If all 9250 eligible California schools accept Apple’s offer, the total retail value of the donated products will exceed $21 million. Apple projects that the gross cost of the program will be over $5.2 million. But here is where the tax credits make a significant difference.


It is estimated that the California tax credit will be $4 million. (This is less than 25% of $21 million because the net retail price is lower due to dealer discounts.) Thus the net cost of donating $21 million in product is about $1 million, a 95% reduction factor!

That is, for about $1 million, Apple put an apple in every elementary, middle, and high school in California.

Apple also incentivized its dealers in the state to provide an orientation for school personnel. As part of the California legislation, someone from each school had to complete some sort of training before the school could receive its free computer.

A September 1983 issue of InfoWorld detailed some of the training:

Hands-on teacher training for that prized certificate varied from dealer to dealer within California.
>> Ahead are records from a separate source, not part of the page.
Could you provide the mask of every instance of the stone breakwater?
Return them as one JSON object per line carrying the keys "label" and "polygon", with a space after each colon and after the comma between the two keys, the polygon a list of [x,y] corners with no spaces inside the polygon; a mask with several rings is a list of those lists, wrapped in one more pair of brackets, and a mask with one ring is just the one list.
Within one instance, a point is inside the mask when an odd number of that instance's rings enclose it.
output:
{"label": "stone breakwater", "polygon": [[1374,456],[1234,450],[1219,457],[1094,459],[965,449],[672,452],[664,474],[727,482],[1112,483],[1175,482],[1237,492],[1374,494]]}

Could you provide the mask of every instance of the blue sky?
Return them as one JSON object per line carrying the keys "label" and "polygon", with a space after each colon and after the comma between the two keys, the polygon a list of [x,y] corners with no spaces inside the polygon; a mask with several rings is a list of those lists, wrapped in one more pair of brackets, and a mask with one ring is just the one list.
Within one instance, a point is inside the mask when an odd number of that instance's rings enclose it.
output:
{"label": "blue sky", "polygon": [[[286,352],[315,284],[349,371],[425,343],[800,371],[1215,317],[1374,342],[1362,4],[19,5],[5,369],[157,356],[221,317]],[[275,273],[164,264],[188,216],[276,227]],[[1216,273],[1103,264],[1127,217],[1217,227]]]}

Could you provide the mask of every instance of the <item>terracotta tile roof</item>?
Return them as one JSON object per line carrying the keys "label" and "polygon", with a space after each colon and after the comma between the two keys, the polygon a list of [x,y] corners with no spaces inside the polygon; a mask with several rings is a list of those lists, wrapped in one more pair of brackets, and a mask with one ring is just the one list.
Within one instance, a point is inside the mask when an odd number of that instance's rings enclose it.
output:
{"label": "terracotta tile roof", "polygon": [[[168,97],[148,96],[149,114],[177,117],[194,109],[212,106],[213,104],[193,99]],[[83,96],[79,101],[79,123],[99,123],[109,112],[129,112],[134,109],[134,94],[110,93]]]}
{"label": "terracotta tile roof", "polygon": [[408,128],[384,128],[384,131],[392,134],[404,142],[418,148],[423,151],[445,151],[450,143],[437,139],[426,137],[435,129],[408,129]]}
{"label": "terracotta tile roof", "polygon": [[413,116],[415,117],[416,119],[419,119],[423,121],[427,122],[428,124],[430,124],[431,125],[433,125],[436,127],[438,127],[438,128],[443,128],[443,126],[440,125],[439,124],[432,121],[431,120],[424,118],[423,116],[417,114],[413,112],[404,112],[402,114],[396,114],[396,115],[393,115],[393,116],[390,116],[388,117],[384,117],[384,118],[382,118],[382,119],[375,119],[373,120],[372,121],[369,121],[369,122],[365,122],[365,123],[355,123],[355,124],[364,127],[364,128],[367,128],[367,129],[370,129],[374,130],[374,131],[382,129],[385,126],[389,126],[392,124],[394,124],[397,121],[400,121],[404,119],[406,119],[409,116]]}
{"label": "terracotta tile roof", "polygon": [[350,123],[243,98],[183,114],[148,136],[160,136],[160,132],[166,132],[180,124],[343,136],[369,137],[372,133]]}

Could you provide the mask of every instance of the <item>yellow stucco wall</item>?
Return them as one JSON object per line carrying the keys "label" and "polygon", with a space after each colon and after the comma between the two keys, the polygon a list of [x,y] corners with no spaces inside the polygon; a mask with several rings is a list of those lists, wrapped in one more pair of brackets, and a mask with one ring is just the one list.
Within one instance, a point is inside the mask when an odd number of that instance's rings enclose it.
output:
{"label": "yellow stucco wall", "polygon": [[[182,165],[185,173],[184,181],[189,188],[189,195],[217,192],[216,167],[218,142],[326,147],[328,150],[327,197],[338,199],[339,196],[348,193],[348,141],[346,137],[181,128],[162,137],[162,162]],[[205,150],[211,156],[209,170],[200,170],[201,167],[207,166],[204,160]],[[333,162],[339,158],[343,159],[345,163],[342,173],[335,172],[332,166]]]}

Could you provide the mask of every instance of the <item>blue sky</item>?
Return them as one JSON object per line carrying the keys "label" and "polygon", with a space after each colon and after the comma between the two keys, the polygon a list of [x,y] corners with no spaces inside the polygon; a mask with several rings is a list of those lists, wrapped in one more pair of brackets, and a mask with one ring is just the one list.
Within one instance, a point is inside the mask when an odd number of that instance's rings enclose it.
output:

Teachers received anything from an hour’s orientation talk to a whole day looking at different application software.


Take A Byte, an Apple dealer located near UCLA in Los Angeles, California, gave one hour and 20 minutes of training to approximately 35 teachers. Owner Alan Weisberg says the teachers learned how to use Apple Logo (supplied with each system) and were told about the uses of world-processing and file-management programs.


…The concern over training teachers to use these Apples is scaring some administrators. An administrator in the San Juan Unified School District near Sacramento, the state capital, is “frightened” of what the giveaway program could do to educational computing.


Tom Lester, who is in charge of K–12 math- and computer-teacher training in for San Juan Unified, fears that teachers who have inadequate computer training will just “give out so many recipes” on how to use Logo to students.


Lester says the lack of trained teachers is so acute that “some know one day’s knowledge more than the people who are taking the training. He says the Logo instruction at many ill-prepared schools will be ”superficial."

After this push into California schools and particularly after the launch of the Macintosh in 1984, Apple soon came to dominate the education PC market (for a while at least), helped no doubt by other marketing initiatives like the Apple Distinguished Educator program and research projects like Apple Classroom of Tomorrow.

The full story of Logo will have to wait for another day and another article in this series. But the issue that was alluded to in the 1983 InfoWorld article about educators’ struggles with computers and concerns over the direction of educational computing – particularly with regards to programs like Logo – may be key to understanding the course of ed-tech in the following decades. Steve Jobs’ chasing of the tax breaks for Apple were hardly altruistic, sure. (An Inc. Magazine article at the time described his lobbying for federal legislation a blend of “prophet and profit.”) But many of the early efforts to put computers into the classroom did revolve around progressive pedagogy and the potential to do something “different” thanks to computer technology. (Logo is, of course, the perfect example of that.) That is, these endeavors were led by educators – often an individual teacher at a school or district.

Once computers in the classroom became more common however, and particularly once they also required networking, the responsibility for computers at school shifted from individual teachers, excited to do innovative things with computers, to IT, to "the central office" if you will. The purpose often shifted as well – from creative computing to “productivity” and keyboarding. Cheaper computers, those associated with office (versus educational) software, were the domain of a different group of hardware and software companies – companies, of course, like Microsoft.